Mi primera casa, después de la de mis padres, está en la segunda planta de un edifìcio con la fachada pintada de verde claro. El piso tiene dos habitaciones, una detrás de la otra, para llegar a una hay que atravesar la otra, y los techos son altísimos, nada que ver con la pequeñez del piso.
– Seis metros -dice la mujer cuando miro el techo, y enseña seis dedos.
El dormitorio, al que se accede por el comedor, tiene una cama doble tallada, las paredes cubiertas de papel pintado con gladiolos blancos sobre fondo granate, y encima de la cama cuelga un cuadro que tiene toda la pinta de ser antiguo.
– La huida de Egipto -me explica la señora, para lo que necesita cierto tiempo. Los muebles podrían proceder de alguna antigua mansión campestre señorial y tienen aspecto de piezas de colección. Pero el piso está limpio y es luminoso y no hay objetos personales, con la excepción de dos que están colocados encima de la cómoda del dormitorio: se trata de dos figuritas de yeso pintadas, un anciano encorvado con su aureola y un monje con un niño en brazos, igualmente con aureola.
– San José y San Antonio de Padua -me explica la señora. Añade que el piso es propiedad de su hermana, quien se fue a vivir a otro sitio y se llevó todas sus pertenencias, por eso estaba casi completamente vacío.
La otra estancia es más grande y hace las veces de salón, comedor y cocina, todo al mismo tiempo.
– Hay un sofá que se abre y se puede utilizar de cama -dice la señora-. Para caso de necesidad -añade mientras me mira de arriba abajo, como si le extrañara que el cura me hubiese tomado bajo su protección.
La renta es ridículamente baja, incluso pienso que h mujer se ha confundido, en realidad sólo pago por el gas.
– El gas es extra -me dice.
Hay espejos, literalmente por todas partes: cuento siete en total, y tienen el efecto de hacer que el piso parezca más grande y casi un laberinto, hay incluso un momento en que veo tres señoras a la vez. Aunque yo no tenga experiencia con bebés de nueve meses, se me ocurre que pueden resultarles divertidos los espejos.

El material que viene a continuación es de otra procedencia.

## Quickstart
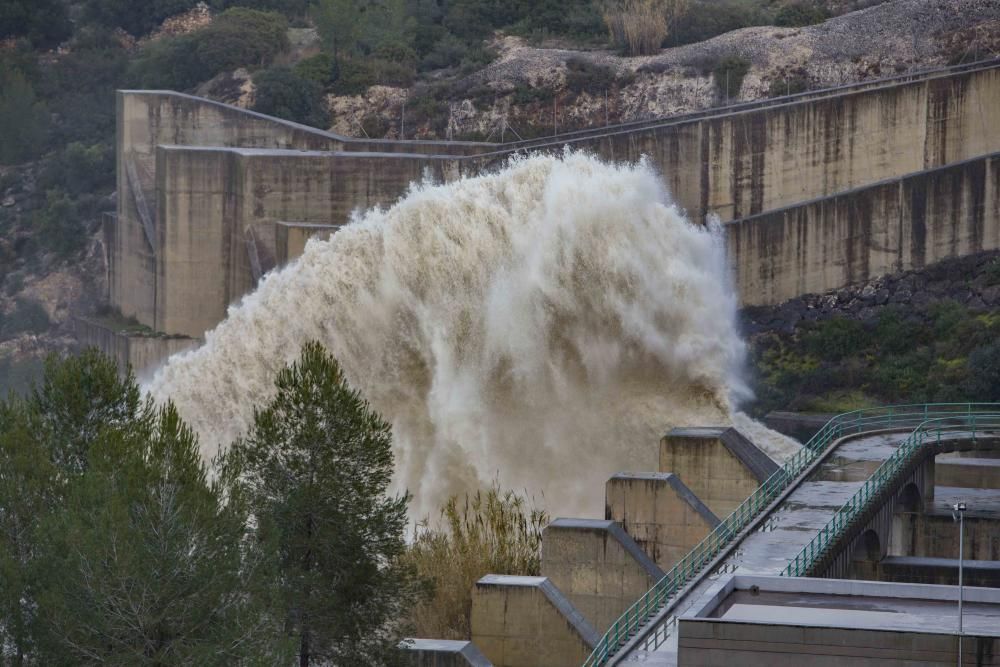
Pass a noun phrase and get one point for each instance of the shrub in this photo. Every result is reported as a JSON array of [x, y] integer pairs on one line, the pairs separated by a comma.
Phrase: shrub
[[321, 68], [81, 169], [800, 14], [789, 85], [280, 92], [709, 18], [583, 76], [60, 223], [446, 52], [24, 121], [45, 23], [136, 18], [728, 74], [241, 37], [835, 338], [28, 316], [488, 533], [984, 374], [356, 75], [171, 63], [637, 27]]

– Es sólo algo temporal -digo.
– Eso me dijo el padre Tomás. Habló de seis semanas en principio -dice la señora-, y que estaría usted con un bebé -me examina minuciosamente, quizá piense que no tengo aspecto de padre.
Echo un rápido vistazo al espejo más cercano y me encuentro con un hombre preocupado, pelirrojo, con el cabello recién cortado. Y aunque desde luego puede servir de protección contra la soledad, es raro estar siempre viendo el propio reflejo, estar siempre recordándose a sí mismo.
La señora dice que me prestará la ropa de cama, pero no estoy seguro de haber comprendido bien si volverá enseguida o más tarde; por si acaso, no me atrevo a salir de la casa.
Cuando la mujer se ha ido, me tumbo en la cama; en el techo del dormitorio, seis metros más arriba, se ven aún restos de pintura con ángeles alados en torno a un agujero azul en la bóveda celeste. En medio del cielo azul hay una paloma blanca a la que le falta un ala. Me levanto y doy un paseo de inspección por el piso. En la mesa del comedor hay un jarrón con flores de plástico; para mí una casa no puede ser un hogar a menos que tenga flores reales, de modo que cojo el florero y lo meto en un armario vacío de la cocina.
– ¿Dónde están las flores? -es lo primero que pregunta la señora cuando vuelve con una pila de sábanas planchadas en los brazos.
Voy al armario, lo abro y sin decir una sola palabra le doy el jarrón con las flores de plástico. Ella coge el jarrón y lo pone otra vez en el centro de la mesa, exactamente en el mismo sitio donde estaba antes. Cuando la señora se ha marchado y yo me quedo solo en el umbral de mi primer apartamento, con tres llaves en la mano, vuelvo a colocar aquel horror de flores de plástico en el armario. Luego abro las pesadas cortinas del dormitorio. Son de terciopelo rojo con dibujos entrelazados que parecen azucenas rojas, tengo la sensación de que su lugar de procedencia debió de ser una mansión de mayores pretensiones. Y seguramente es cierto, porque al dar la vuelta al dobladillo se ve que las han acortado y las han vuelto a doblar. Las ventanas llegan prácticamente hasta el suelo y al abrirlas aparece un balconcito con barandilla; calculo que en él pueden caber un taburete y cuatro o cinco macetas con plantas.